Fadhel Kaboub est professeur associé d’économie à l’université de Denison dans l’Ohio et président du think tank Global Institute for Sustainable Prosperity aux Etats-Unis. Il est passé par le collège Sadiki et l’Université Tunis El Manar où il a obtenu une licence en économie monétaire et bancaire avant de partir vers l’Université Missouri Kansas où il a obtenu un doctorat en économie.
Dans une interview accordée à Lilia Blaise au quotidien français Le Monde, il a diagnostiqué la situation en Tunisie avec son taux d’endettement élevé et proposé une réelle piste pour des solutions durables pouvant sortir l’économie tunisienne de son marasme. On est loin, bien loin, des agitations et effervescences de nos politiques tunisiens.

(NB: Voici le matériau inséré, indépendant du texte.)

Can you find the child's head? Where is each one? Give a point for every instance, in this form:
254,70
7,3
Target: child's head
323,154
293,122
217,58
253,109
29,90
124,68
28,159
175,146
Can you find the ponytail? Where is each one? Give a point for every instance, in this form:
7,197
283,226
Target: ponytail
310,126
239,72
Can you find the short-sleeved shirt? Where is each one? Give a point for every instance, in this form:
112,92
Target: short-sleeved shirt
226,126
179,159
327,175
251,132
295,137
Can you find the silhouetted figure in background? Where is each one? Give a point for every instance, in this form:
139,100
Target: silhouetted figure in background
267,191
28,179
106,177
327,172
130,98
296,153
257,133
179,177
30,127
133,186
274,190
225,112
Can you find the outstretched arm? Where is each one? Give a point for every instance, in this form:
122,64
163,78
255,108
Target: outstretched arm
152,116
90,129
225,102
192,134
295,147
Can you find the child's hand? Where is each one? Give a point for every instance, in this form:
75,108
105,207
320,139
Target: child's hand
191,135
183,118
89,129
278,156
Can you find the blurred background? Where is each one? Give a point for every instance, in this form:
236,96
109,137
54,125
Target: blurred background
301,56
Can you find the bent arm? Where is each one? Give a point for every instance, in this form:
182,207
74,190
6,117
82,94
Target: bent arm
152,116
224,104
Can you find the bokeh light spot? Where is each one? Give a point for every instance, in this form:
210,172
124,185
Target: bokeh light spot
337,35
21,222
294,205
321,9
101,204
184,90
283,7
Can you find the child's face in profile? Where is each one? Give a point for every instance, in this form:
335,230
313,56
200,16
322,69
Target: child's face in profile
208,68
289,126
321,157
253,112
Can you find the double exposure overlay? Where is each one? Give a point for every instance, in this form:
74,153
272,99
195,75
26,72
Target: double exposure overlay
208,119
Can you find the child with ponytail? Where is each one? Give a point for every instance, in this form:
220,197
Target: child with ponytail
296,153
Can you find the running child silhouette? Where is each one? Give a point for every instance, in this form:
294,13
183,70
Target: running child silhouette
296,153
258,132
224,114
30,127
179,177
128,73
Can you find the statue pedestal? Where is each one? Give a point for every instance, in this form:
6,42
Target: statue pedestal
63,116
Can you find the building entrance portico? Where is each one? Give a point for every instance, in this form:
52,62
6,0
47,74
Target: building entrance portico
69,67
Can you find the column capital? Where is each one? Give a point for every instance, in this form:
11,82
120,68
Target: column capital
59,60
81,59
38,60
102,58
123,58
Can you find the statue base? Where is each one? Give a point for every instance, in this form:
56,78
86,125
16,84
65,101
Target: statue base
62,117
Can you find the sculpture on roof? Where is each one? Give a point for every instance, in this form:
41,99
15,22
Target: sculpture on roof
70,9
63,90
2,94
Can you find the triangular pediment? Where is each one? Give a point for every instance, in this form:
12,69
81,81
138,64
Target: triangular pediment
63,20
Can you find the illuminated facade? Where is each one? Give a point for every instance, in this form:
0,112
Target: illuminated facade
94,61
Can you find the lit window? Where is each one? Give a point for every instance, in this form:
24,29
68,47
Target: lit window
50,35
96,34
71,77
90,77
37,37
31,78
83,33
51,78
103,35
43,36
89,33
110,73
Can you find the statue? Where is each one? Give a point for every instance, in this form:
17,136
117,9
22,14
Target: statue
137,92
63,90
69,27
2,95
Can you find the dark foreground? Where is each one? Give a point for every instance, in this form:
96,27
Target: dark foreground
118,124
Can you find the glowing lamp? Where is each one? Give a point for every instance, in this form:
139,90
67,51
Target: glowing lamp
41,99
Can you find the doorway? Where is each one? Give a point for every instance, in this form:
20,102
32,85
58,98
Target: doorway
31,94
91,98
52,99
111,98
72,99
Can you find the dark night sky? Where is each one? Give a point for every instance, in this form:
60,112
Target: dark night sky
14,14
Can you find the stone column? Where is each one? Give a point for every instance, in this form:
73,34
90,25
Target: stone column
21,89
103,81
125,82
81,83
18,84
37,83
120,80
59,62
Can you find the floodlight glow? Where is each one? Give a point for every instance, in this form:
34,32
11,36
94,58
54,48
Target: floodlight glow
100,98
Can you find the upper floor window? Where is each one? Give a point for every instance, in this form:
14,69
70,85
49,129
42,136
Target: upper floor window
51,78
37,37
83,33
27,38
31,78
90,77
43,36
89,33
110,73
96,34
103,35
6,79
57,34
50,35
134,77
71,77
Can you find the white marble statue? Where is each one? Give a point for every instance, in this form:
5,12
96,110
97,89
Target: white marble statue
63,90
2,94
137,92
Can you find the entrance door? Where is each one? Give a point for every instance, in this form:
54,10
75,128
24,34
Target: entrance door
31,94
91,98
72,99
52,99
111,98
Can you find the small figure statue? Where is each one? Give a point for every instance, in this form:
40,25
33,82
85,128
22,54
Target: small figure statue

A propos de l’endettement, de 30 milliards de dollars dépassant les 100% du PIB, M. Kaboub a indiqué qu’il faut puiser dans nos réserves de change (alimentées par l’export, le tourisme, les IDE et les transferts de la diaspora) pour rembourser cette dette. Or le constat est que ces recettes de devises ne suffisent pas à couvrir nos importations massives (denrées alimentaires, énergie, équipements high tech, produits à haute valeur ajoutée pour faire fonctionner l’industrie…) d’où ce cercle vicieux où l’on souscrit des dettes pour en rembourser d’autres. « Nous ne pouvons même plus nous reposer sur certains secteurs autrefois florissants comme le tourisme. Ils ont montré leur limite en période de pandémie (…) nous exportons des produits à faible valeur ajoutée comme l’huile d’olive, le textile, les câbles électriques ou le phosphate. Tout cela crée un déséquilibre structurel de la balance commerciale et fait pression sur la valeur de la monnaie. Or, plus la valeur du dinar baisse face à l’euro et au dollar, plus nous importons à un coût élevé et plus l’inflation augmente. La hausse des prix pèse aussi sur le pouvoir d’achat des Tunisiens.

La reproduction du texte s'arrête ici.